MERLOT “Little Blackbird Vineyard 2001 ($25)
The difference between most Merlot under $20 a bottle and those over $20 a bottle is pretty extreme. While most inexpensive Merlot is soft and pretty sappy, those over $20, when well done, offer up a lot more structure and power. This wine, a single vineyard, estate wine from Phoenix is a great example of the other side of Merlot. The color is very dark and the nose is an inviting blend of black cherries, licorice, wood smoke and dried plums. On the palate this wine has a more reticent sense of fruit that sits behind the moderate tannins. You will want to serve this wine with some protein, either pork, tuna or beef tenderloin. 400 cases produced.

RANCHO NAPA 2000 ($20)
This wine is the biggest surprise of the bunch, in part because this wine is based on Cabernet Franc and it is also from the 2000 vintage. The nose is an interesting blend of mint, cherry and sandalwood. On the palate this wine is smooth and soft, with layers of flavor that unfold all the way to the finish. There is very little tannin in this wine so it drinks well now with hard cheeses, pan fried steaks or baked pasta dishes.
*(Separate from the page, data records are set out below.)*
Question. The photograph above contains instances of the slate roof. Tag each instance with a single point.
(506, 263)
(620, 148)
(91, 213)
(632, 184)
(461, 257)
By the way, the blend of this wine is 56% Cabernet Franc, 37% Merlot and 7% Cabernet Sauvignon, 660 cases produced.

SANGIOVESE Blood of Jupiter 2002 ($19)
The name of this wine is a good descriptor for the color of this wine, blood red. The nose has the loganberry, dried cherry aroma of Sangiovese, kissed with a little blackberry syrup. The feel in the mouth is richer than Chianti and more fruit driven than a Brunello. It has a luxurious, rich feel that keeps going and going, a little like Zinfandel. Serve with braised lamb shanks, pork tenderloin or roasted turkey. 400 cases produced.